Luego andas por otros sitios, descubres cosas nuevas, comparas con referentes que no tenías. Y caen los años, claro. Te vas, no sé, a Nueva Zelanda, exactamente en la parte opuesta del mundo. Ves glaciares y desiertos, cruzas la mayor calle del planeta, te pierdes en el agujero más remoto del orbe. Y entonces te das cuenta.

De repente te ves en la coctelería de moda de la intelectualidad ‘madraca’ (verbigracia, el José Alfredo), con la peña encantadísima de conocerse, pagando auténticas fortunas por brebajes aguados e infectos, escritorzuelos de medio pelo enfarlopados contándote su vida y ‘wannabes’ arrimándose. Y en un latigazo de lucidez piensas que has estado en bares de La Bañeza mejores que aquello.

Luego vuelves a León. Al principio te quedas lo justo, pero poco a poco te demoras en sus estancias. Tal vez estar lejos de ella te dio una avidez que no conocías, quizá el echarla de menos te proporcionó una soltura que te ayuda a moverte mejor por sus calles. El caso es que, ahora que no vives aquí, estás enamorado.

Una metrópolis como Madrid te lo pone cuesta arriba. Como una novia espectacular, preciosa y divertida, pero que se tira a todos tus amigos. Está feo eso, pero tampoco sabes si vas a poder encontrar algo así. Aquí, en cambio, todo es… mejor. La exigua actividad cultural de la que tanto te quejabas con 17 años es ahora una panoplia atractiva y, sobre todo, accesible. En la Villa y Corte hay miles de exposiciones que nunca ves, conciertos que te dan pereza, colegas a los que ya ni reconoces porque viven en casa Cristo. De hecho, el centro se convierte en un entorno hostil que, a poco que te descuides, te tiras nueve meses sin pisar.
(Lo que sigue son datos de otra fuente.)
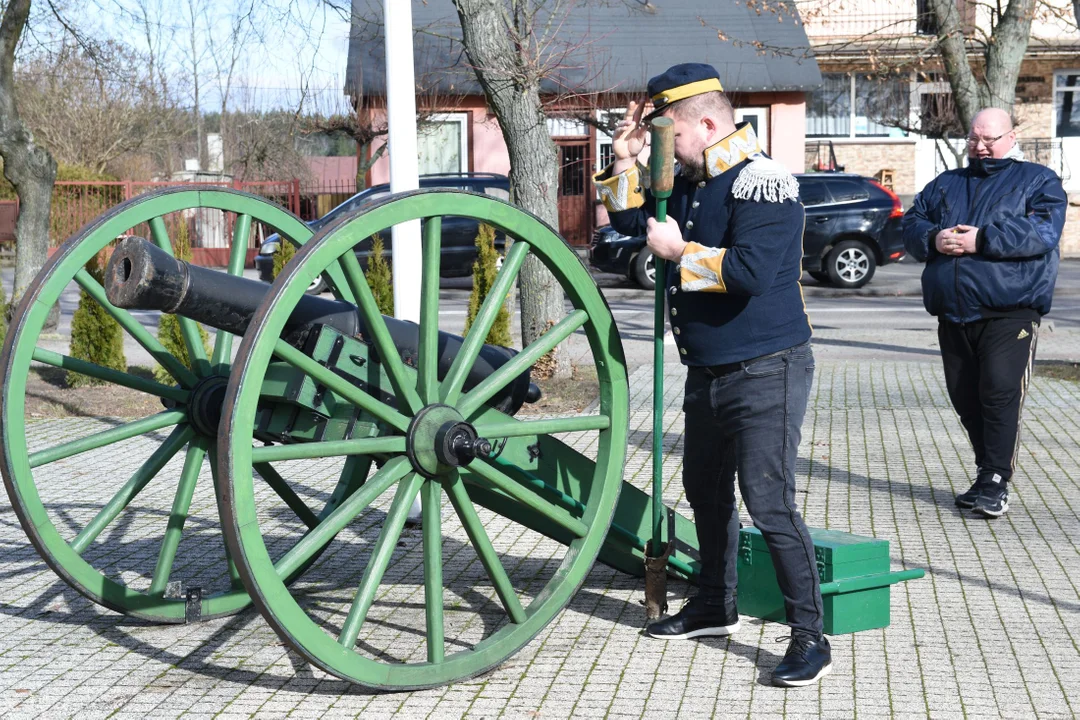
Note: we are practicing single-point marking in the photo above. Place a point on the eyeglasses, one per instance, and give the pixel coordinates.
(973, 141)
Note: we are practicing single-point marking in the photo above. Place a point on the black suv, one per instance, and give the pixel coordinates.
(459, 234)
(852, 227)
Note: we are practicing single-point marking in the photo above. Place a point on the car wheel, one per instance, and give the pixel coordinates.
(850, 265)
(645, 269)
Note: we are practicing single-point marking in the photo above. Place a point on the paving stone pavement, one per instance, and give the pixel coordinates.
(991, 630)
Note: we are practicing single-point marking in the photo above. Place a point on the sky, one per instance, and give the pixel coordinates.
(304, 44)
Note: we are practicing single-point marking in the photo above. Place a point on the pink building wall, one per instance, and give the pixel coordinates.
(787, 123)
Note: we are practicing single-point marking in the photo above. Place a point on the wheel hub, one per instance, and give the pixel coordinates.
(439, 439)
(204, 410)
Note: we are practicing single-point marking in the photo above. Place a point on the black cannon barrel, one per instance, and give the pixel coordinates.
(142, 276)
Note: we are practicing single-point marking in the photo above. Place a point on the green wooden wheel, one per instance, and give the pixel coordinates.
(429, 641)
(84, 535)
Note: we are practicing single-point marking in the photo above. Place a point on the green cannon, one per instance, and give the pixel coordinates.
(318, 444)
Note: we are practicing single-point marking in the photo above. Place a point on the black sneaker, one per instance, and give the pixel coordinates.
(697, 620)
(807, 661)
(968, 498)
(994, 501)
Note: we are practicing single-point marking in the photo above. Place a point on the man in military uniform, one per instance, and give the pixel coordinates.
(733, 241)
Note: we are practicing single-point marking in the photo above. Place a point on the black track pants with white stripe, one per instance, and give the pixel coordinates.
(987, 369)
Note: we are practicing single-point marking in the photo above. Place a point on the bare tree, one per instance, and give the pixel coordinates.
(27, 165)
(91, 111)
(242, 18)
(196, 12)
(504, 42)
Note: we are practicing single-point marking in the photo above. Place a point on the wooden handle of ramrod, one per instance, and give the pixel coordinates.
(662, 163)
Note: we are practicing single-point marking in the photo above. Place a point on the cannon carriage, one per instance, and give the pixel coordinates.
(319, 432)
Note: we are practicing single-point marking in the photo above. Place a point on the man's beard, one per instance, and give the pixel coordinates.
(693, 171)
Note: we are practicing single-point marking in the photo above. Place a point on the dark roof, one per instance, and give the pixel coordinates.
(606, 45)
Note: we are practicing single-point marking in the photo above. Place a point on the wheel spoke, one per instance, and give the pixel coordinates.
(375, 328)
(241, 233)
(381, 553)
(527, 497)
(477, 333)
(146, 473)
(474, 398)
(428, 380)
(433, 569)
(109, 375)
(279, 485)
(545, 426)
(340, 385)
(314, 541)
(117, 434)
(134, 328)
(477, 535)
(229, 562)
(178, 515)
(189, 329)
(361, 446)
(349, 481)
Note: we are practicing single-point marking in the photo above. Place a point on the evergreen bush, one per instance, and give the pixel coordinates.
(379, 279)
(485, 269)
(95, 336)
(3, 314)
(169, 327)
(284, 254)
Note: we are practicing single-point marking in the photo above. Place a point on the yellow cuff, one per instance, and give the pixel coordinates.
(621, 192)
(700, 269)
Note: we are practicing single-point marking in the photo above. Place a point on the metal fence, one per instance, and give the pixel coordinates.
(79, 202)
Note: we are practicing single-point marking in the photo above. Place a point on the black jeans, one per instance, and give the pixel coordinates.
(987, 368)
(747, 421)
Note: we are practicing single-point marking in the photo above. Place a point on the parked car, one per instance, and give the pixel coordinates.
(459, 233)
(852, 227)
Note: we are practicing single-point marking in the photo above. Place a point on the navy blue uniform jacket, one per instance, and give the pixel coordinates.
(753, 306)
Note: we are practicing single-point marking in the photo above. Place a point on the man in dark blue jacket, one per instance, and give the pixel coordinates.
(733, 238)
(988, 234)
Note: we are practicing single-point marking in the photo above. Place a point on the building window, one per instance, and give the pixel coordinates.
(442, 144)
(1067, 104)
(855, 106)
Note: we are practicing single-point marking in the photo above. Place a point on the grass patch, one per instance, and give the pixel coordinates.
(48, 395)
(565, 396)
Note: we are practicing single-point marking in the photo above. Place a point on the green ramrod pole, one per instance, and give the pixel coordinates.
(662, 176)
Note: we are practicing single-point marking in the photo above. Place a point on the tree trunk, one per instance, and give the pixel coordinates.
(955, 56)
(512, 85)
(1006, 53)
(1003, 56)
(26, 165)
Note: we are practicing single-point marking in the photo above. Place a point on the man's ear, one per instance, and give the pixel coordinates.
(710, 125)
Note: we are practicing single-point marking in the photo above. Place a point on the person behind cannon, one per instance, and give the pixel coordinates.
(733, 239)
(988, 233)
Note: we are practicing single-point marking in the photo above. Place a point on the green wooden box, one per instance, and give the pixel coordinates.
(853, 571)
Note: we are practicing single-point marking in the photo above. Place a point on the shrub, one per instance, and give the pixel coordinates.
(284, 254)
(169, 328)
(95, 336)
(3, 314)
(379, 279)
(485, 269)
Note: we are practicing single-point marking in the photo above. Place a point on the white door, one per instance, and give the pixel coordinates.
(758, 119)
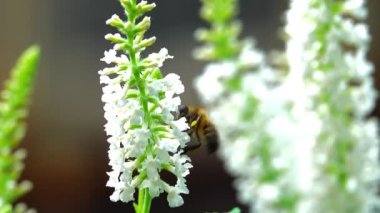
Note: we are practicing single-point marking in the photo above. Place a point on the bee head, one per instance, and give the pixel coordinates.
(183, 110)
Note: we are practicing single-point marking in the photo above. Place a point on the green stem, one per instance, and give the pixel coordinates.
(144, 200)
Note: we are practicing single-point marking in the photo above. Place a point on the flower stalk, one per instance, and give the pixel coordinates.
(141, 105)
(14, 101)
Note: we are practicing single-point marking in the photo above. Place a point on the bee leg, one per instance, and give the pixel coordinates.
(211, 138)
(193, 144)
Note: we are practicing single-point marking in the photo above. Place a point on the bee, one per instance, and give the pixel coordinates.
(202, 130)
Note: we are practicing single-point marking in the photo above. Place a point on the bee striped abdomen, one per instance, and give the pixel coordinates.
(202, 131)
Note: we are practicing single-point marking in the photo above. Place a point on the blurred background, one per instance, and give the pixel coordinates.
(67, 149)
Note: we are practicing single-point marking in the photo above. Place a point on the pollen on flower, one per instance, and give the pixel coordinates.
(145, 136)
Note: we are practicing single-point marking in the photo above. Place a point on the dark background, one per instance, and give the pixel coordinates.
(67, 146)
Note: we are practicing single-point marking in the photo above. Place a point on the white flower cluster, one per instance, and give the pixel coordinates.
(255, 127)
(144, 136)
(326, 53)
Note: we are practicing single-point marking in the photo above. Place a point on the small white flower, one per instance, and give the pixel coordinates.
(110, 56)
(157, 59)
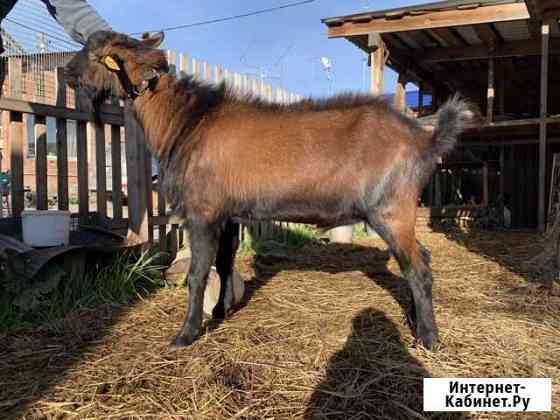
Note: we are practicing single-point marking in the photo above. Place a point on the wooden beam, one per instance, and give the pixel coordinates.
(41, 168)
(486, 34)
(485, 194)
(446, 37)
(400, 94)
(136, 174)
(100, 169)
(110, 114)
(508, 49)
(17, 141)
(545, 32)
(420, 99)
(490, 91)
(502, 183)
(61, 142)
(438, 19)
(377, 63)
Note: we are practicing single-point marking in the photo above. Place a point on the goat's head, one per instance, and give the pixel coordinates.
(113, 63)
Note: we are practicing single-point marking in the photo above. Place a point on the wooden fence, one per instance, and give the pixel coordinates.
(118, 144)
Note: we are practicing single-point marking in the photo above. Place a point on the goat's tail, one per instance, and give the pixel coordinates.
(452, 119)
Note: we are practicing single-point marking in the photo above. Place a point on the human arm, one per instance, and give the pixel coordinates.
(77, 17)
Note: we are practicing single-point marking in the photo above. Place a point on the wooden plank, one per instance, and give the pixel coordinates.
(400, 94)
(116, 172)
(101, 170)
(207, 71)
(479, 52)
(195, 68)
(15, 78)
(136, 176)
(172, 61)
(437, 19)
(490, 91)
(61, 142)
(16, 162)
(486, 34)
(219, 74)
(110, 114)
(377, 59)
(502, 188)
(6, 146)
(183, 65)
(420, 99)
(40, 133)
(545, 32)
(162, 229)
(83, 178)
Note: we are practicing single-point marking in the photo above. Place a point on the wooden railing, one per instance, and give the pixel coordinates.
(145, 209)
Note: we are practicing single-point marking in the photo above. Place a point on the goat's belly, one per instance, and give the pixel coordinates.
(315, 212)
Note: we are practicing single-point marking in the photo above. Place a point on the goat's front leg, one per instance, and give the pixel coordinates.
(204, 241)
(229, 242)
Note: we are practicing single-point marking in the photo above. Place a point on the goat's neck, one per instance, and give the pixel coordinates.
(153, 111)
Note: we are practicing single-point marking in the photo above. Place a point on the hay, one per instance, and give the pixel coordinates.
(322, 337)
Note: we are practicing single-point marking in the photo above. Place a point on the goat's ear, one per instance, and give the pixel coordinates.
(153, 41)
(111, 63)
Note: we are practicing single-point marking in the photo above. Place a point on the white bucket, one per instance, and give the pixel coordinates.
(45, 227)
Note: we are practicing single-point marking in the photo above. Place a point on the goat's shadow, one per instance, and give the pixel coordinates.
(373, 376)
(331, 258)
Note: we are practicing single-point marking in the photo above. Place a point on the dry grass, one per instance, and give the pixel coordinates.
(321, 337)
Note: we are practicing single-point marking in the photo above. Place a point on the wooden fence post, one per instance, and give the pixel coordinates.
(136, 174)
(116, 172)
(101, 170)
(41, 180)
(183, 65)
(16, 162)
(61, 143)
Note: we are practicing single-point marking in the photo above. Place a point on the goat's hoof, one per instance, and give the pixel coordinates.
(184, 340)
(429, 339)
(219, 313)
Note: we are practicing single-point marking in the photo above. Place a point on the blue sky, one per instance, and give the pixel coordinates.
(286, 44)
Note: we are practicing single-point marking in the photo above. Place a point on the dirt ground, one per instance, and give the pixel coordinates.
(321, 335)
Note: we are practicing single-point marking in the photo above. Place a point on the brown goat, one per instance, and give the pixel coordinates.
(228, 159)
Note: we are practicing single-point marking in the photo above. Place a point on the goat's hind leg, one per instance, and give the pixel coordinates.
(229, 242)
(414, 262)
(204, 242)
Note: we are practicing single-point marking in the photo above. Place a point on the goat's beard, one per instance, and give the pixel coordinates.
(98, 98)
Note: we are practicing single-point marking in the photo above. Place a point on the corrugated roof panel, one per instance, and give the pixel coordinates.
(555, 31)
(409, 39)
(468, 33)
(435, 6)
(513, 31)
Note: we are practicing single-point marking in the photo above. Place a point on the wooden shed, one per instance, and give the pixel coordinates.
(502, 54)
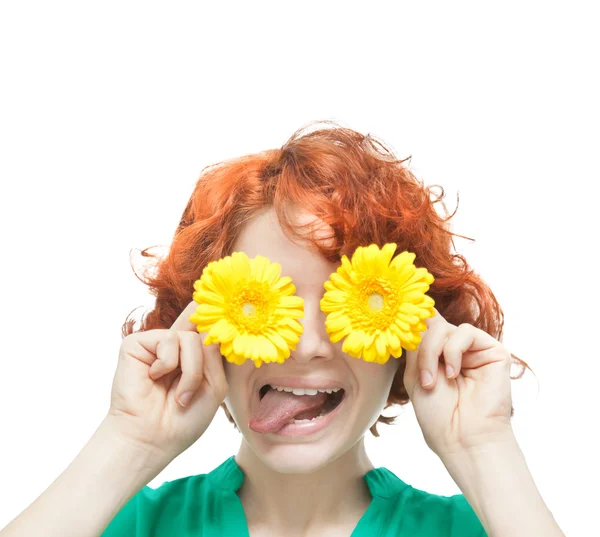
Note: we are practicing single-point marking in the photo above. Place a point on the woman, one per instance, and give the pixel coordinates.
(323, 195)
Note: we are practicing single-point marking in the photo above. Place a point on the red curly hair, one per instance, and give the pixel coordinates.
(357, 186)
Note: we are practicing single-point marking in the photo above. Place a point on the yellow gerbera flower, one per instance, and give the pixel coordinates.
(377, 305)
(248, 308)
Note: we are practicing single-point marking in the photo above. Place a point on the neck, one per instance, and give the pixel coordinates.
(294, 503)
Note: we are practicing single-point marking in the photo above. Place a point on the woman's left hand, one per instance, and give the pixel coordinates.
(470, 409)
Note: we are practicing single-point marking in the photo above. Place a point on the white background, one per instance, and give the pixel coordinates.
(110, 110)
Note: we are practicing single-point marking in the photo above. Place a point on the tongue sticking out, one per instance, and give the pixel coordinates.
(277, 408)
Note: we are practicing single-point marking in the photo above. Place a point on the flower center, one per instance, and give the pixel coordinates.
(374, 304)
(375, 301)
(251, 307)
(248, 309)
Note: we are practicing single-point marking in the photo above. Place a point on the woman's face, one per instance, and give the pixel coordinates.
(307, 446)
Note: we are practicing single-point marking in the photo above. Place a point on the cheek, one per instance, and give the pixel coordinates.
(375, 381)
(238, 397)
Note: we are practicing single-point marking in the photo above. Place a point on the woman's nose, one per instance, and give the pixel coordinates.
(314, 340)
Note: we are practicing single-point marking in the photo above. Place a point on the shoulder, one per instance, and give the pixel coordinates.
(419, 512)
(153, 509)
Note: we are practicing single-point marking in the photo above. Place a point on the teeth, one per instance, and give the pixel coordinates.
(306, 421)
(303, 391)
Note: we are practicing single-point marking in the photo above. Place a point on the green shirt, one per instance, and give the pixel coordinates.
(207, 505)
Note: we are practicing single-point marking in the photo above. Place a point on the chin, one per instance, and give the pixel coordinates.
(298, 458)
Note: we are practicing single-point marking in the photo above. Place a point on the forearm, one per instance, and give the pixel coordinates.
(499, 487)
(91, 491)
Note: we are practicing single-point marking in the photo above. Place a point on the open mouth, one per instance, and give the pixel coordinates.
(331, 402)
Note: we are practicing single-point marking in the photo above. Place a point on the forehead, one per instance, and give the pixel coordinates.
(263, 235)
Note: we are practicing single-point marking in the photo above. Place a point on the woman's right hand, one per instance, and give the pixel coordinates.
(155, 369)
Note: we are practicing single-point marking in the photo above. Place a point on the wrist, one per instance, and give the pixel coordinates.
(115, 434)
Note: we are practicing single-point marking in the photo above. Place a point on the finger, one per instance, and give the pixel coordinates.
(183, 322)
(457, 344)
(192, 363)
(167, 355)
(429, 353)
(214, 371)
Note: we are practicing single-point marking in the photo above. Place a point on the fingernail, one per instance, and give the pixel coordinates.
(426, 378)
(185, 398)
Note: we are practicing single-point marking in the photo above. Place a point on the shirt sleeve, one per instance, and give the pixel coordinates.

Se puede comprobar en estos días de San Froilán. Desde el cuarto donde escribo se cuela el infecto reguetón que sale de los altavoces del festival Monoloco en el aparcamiento del Palacio de Exposiciones, lleno de chavalería pasándoselo como gochos en el cieno. Y no queda otra que pensar que ojalá durase cinco días y tuviese tres escenarios hasta las seis de la mañana. Lo mismo con el Come y Calle, los conciertos del aparcamiento de la Junta (ayer Queralt Lahoz y hoy Rodrigo Cuevas, si la lluvia lo permite), el mercado medieval… Si hasta parece que Fernández Ladreda desde el puente sobre el Bernesga parece la mismísima Broadway.

Qué cosas, huir de una ciudad para que, muchos años más tarde, te encuentres diciendo: Es inagotable.